Food assistance allows spending at local farmers markets

  • Customers browse the produce at Red Fire Farm’s produce stand at a Greenfield Winter Farmers Market. RECORDER FILE PHOTO/Matt Burkhartt


For the Gazette
Tuesday, February 13, 2018

So, there I was at the Winter Farmers Market at Greenfield’s Four Corners School, as I normally am on the first Saturday of every month, and I kept seeing this little sign that read “HIP,” and “HIP eligible.” Now, I consider myself to be hip — totally ready to rap about jazz greats like Miles, Trane, Bird and Monk. So, I bellied over to the nearest HIP booth, which just happened to belong to my old friends Erv and Gloria Meluleni of Coyote Hill Farm in Bernardston. “Yo!” I said to Gloria.

I quickly discovered that I was way off. HIP stands for the Healthy Incentives Program, which allows people to extend their Supplemental Nutritional Assistance Program (SNAP) allocation by buying fresh vegetables and fruit from local farm retailers, and getting an instant rebate that can be spent on any SNAP eligible purchase — including those of a non-vegetable kingdom.

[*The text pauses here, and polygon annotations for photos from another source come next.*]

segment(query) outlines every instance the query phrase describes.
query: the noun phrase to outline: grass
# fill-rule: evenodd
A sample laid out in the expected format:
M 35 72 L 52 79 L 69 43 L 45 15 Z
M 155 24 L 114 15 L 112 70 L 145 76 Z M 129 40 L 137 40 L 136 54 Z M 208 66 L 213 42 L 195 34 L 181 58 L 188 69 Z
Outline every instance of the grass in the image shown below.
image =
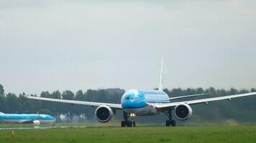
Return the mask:
M 0 130 L 0 142 L 255 142 L 256 126 Z

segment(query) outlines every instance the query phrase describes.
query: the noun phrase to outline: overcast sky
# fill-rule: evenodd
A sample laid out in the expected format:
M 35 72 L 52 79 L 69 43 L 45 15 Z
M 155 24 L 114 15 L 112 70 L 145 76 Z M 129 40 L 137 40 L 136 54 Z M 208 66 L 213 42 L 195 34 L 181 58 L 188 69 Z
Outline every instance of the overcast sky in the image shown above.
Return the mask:
M 161 2 L 160 2 L 161 1 Z M 256 1 L 0 1 L 0 84 L 39 94 L 256 87 Z

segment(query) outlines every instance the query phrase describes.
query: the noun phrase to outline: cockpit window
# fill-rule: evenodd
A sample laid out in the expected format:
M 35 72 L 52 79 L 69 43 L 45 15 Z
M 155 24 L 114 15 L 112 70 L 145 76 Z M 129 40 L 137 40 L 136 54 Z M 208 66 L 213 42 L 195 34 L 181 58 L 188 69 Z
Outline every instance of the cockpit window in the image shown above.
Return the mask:
M 137 100 L 138 99 L 137 97 L 125 97 L 126 100 Z

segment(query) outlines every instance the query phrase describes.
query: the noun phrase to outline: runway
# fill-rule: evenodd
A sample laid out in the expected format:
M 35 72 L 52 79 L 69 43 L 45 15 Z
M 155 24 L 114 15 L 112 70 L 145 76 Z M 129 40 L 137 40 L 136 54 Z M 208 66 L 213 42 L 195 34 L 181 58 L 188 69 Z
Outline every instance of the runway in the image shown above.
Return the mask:
M 12 129 L 65 129 L 65 128 L 87 128 L 86 126 L 62 126 L 62 127 L 1 127 L 0 130 Z

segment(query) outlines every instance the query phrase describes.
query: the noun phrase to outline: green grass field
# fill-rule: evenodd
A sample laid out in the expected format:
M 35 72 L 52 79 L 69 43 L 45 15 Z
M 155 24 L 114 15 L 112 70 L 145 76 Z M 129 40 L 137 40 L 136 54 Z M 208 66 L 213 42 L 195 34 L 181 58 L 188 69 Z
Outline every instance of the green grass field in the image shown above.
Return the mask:
M 255 142 L 256 126 L 0 130 L 0 142 Z

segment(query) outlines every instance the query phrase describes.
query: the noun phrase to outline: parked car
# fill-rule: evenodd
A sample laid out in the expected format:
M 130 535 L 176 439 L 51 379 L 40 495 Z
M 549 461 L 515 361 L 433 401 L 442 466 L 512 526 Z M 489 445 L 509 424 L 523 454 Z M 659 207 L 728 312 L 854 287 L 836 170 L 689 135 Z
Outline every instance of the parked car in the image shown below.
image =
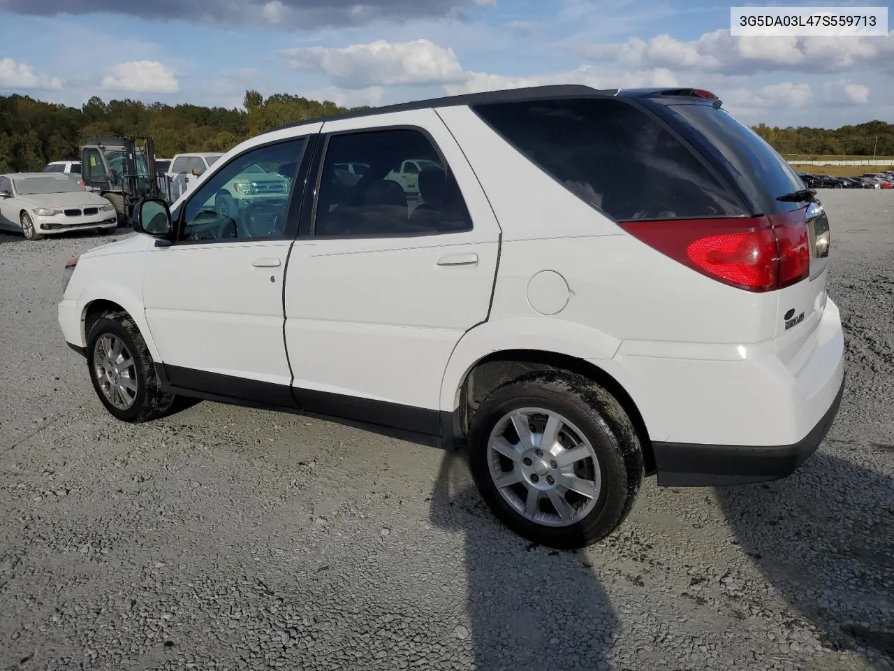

This means that you could buy some fresh leeks and squash (perfect for a winter soup) from Erv and Gloria, and then take your rebate next door to Natty Hussey of Bostrom Farm where you can spend the SNAP dollars on some masterful bacon (for that same winter soup, or perhaps for roast Brussels sprouts).

In the process, you would leave with some terrific farm-fresh items, having boosted at least two local farm retailers and having saved a pretty penny on your SNAP card. This I absolutely consider to be HIP. It is downright cool!

Devon Whitney-Deal of Beaumont’s Berries in Conway manages the Local Hero Program for CISA. Whitney-Deal who was on hand in a third-and-unofficial-capacity helping people sign on to HIP, explained HIP-eligible purchases can be made at farmers markets, farm stands or mobile markets or through CSA farm shares.

There are, she added, monthly limits: $40 for one to two people, $60 for three to five people or $80 for six or more people. But the benefit is too valuable to be quiet about.

“We can’t food bank ourselves out of hunger and nutrition problems,” said Whitney-Deal. “This is federal money with a state match, and we’ll do a lot of outreach to keep it going.

Retailers and customers agree.

“We all set,” said Mariline Wheeler, who was shopping the HIP farm booths with her friend Mercy McLaughlin. “It’s a lot better than a food pantry.”

“It’s been very good for us and our customers,” said Ben Clark of Clarkdale Fruit Farms in Deerfield.

David Paysnick of Rainbow Harvest Farm in Greenfield, manages the Winter Farmers Market. He said that while HIP rebates account for an important part of his overall business, it is underutilized.

“For all those who use the program, there are hundreds, if not thousands, who don’t know about it,” he said.